Jazz is a form of music that was born out of live performance, and fans in Japan are certainly spoiled for choice when it comes to places to see jazz gigs.
With that blessing of choice, however, comes a catch. There’s an argument that the jazz circuit these venues are a part of is a bit too insular and doesn’t allow musicians to get their music out to a wider audience.
First, many of the venues are intimate — meaning pretty small. Playing to a sell-out crowd may mean a group of just 25-30 people. Add to that the fact that most of these small independently run venues have virtually no marketing budgets, so the audiences at these gigs will either be club regulars or die-hard fans of the artist.
An intimate atmosphere can be fantastic, but it’s not exactly the most effective way for artists to promote a new release or try to build a fan-base.
The music policies of some of the venues can also be problematic. A lot of clubs will only book straight-ahead piano trios, or vocalists who perform only the most popular standards or bossa nova-style pop tunes that are easy on amateur ears. There’s definitely a market for this kind of music, but sadly it’s the main reason jazz is seen as easy-listening tunes for older people (and stereotypical old people at that, today’s seniors grew up with rock ‘n’ roll!).
Thankfully, a number of acts are actively seeking the young and young-at-heart. Crossover acts such as Soil & “Pimp” Sessions, Quasimode, indigo jam unit and Fox Capture Plan (recently honored at the Jazz Japan Awards 2013) have attracted younger crowds to their gigs and have had hit albums, too. Other similar acts such as Tri4th, Jazz Collective and bohemianvoodoo are also proving jazz can still resonate in modern ears.

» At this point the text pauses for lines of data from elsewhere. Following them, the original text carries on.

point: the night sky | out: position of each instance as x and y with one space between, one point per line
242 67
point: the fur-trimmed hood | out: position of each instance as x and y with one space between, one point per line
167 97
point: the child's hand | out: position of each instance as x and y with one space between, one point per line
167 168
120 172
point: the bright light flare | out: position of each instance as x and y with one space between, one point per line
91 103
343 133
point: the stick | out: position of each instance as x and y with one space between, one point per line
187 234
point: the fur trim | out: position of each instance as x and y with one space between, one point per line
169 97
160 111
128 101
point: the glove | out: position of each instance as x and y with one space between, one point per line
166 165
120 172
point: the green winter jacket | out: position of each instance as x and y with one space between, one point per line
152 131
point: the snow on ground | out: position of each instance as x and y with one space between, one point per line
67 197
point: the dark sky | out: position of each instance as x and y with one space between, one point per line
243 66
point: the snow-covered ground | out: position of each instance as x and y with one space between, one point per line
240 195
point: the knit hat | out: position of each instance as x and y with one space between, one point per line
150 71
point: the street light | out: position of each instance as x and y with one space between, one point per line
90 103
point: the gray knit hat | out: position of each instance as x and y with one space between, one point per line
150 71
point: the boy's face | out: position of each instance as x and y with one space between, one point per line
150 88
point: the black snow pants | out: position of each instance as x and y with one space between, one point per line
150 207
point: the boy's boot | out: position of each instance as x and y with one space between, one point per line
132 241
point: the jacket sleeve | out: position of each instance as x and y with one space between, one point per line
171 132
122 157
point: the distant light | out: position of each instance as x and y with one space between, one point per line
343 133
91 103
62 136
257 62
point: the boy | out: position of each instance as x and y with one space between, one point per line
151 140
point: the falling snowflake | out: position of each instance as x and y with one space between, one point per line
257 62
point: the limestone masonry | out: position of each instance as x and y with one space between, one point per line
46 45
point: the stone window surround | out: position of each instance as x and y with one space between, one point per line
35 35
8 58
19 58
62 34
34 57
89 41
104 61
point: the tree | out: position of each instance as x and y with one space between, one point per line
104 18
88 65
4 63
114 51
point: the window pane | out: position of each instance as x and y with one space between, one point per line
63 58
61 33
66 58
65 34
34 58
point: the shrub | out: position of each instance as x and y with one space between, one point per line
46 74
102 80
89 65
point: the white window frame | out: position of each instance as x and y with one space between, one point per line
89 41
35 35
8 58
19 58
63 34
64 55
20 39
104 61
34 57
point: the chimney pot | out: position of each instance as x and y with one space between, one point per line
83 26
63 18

So how are these acts reaching newer audiences? To start with, they mainly perform their own material — and any standards they do perform are often given a much more contemporary arrangement. Consequently, the music sounds fresh and relevant, even appealing to fans who may otherwise shun anything to do with jazz.
Other things that have helped these acts include having a record company that both understands and backs their ambitions, or having a well-known club DJ pick up and actively promote the artists via club events.
More than anything else, though, the key to success for these groups has been where they play their stuff live. Rather than sticking to the traditional jazz circuit and festivals, these bands show up at events and venues more associated with rock or pop acts, resulting in a new crowd that even has some space to dance.
A few of the bigger venues on the circuit have taken notice of this trend. Subsequently, they have been trying to adapt to the new environment in some positive ways.
The Blue Note group of venues is booking an increasing number of younger, hipper acts both from Japan and overseas in addition to its roster of well-established older artists that frequently play its clubs. The customer base is changing as a result.
Likewise, JZ Brat in Shibuya sometimes hosts “club style” nights with acts such as those mentioned above, plus a DJ or two. Tables are removed so that patrons can dance — though maybe someone should get them up to speed on the current antidancing laws plaguing the electronic music scene.
All this doesn’t mean traditional jazz clubs are no longer relevant, though. Far from it, gigging in the smaller clubs presents a lot of musicians with the chance to further hone their craft, work on new compositions and play some of the standards they might not perform elsewhere.
But if jazz artists in Japan really want to reach out to a wider audience, they will need to step out beyond the traditional circuit and seek out shows at other venues as well.